Another domain that I believe is particularly important for religious language is the sense of “agency.” With respect to language and agency, all known languages display a variety of grammatical devices for representing agency and the ways in which agency operates in the real world. Indexicality, for example, would be impossible without a conception of agency. It requires fitting speech to context, through appropriate use of deictics like pronouns and demonstratives. In conversation we use deictics like ‘‘you’’ or ‘‘I’’ with a sense of things being centered on an origin we call “I”. From that deictic origin we derive commonly used notions such as ‘‘close,’’ “intimate,” “myself,” ‘‘far,’’ “foreign” and ‘‘other,’’ etc. In normal everyday speech the agent is constantly referred to, assumed or operated upon. It is the object of the bulk of linguistic interchange. In some disorders like obsessive compulsive disorder and some forms of schizophrenia, patients feel as if the thoughts they are having are demonic or not their own. In schizophrenia, for example, patients cannot make the indexical distinctions between one’s own speech production, and others’ speech. They therefore ascribe some speech content to alien/other agents. Our ability to distinguish self from others and sometimes the “real” from the “false” requires the ability to attribute agency correctly … is it coming from me or from some other source outside me?

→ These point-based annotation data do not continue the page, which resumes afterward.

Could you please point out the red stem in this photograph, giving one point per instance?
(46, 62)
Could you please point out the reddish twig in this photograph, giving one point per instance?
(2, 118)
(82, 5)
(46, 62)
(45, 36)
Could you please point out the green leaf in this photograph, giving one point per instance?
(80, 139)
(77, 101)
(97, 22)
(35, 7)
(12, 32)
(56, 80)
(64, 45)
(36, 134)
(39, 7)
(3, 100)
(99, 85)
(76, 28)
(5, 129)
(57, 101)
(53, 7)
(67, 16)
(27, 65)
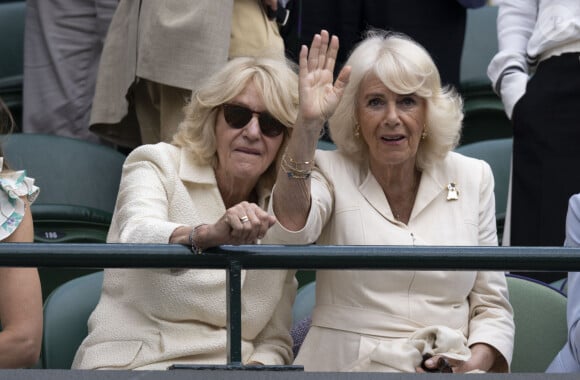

One of the most interesting papers in the book was by the editors. Chilton (2018) has developed Deictic Space Theory to model how agents/speakers position various entities (other people, objects, events, supernatural agents, etc.) in relation to themselves — a deitic origin. Using background information, including cultural information and indexical cues, the agent cognizes various entities in terms of positions they occupy in deitic space — namely a space composed of three intersecting axes of time, space and modality. The modality axis captures our sense of what we construe as real or true; that which is closest to us, present, now and within our grasp. Indexicality, therefore, measures our subjective sense of the real and the true; our certainties including those related to supernatural worlds and agents. As entities increase their distance from us spatially (attention), temporally (past or far future) and modally, our epistemic judgments are adjusted accordingly. Chilton argues that you can add vectors to that tridimensional deictic space to represent an entity dynamically moving or changing with respect to the agent. In addition, whole other reference frames with their own tridimensional deitic axes can be positioned within the original deitic coordinates representing a second agent or speaker. These other frames embedded within the original base deitic frame can interact with the base frame. The axes of the embedded frame can follow a vector toward the base frame or the axes can be translated topologically so that the origin of the embedded frame coincides with the origin of the base frame until the base frame dissolves or is translated to another position with the embedded frame. It seems to be this modeling process might be a powerful tool for capturing our relations to supernatural agents.
I have touched on only a few topics in this important volume in the emerging field of religion and language. Soon the tools developed by linguists will be brought to bear upon the old questions of the religious psyche.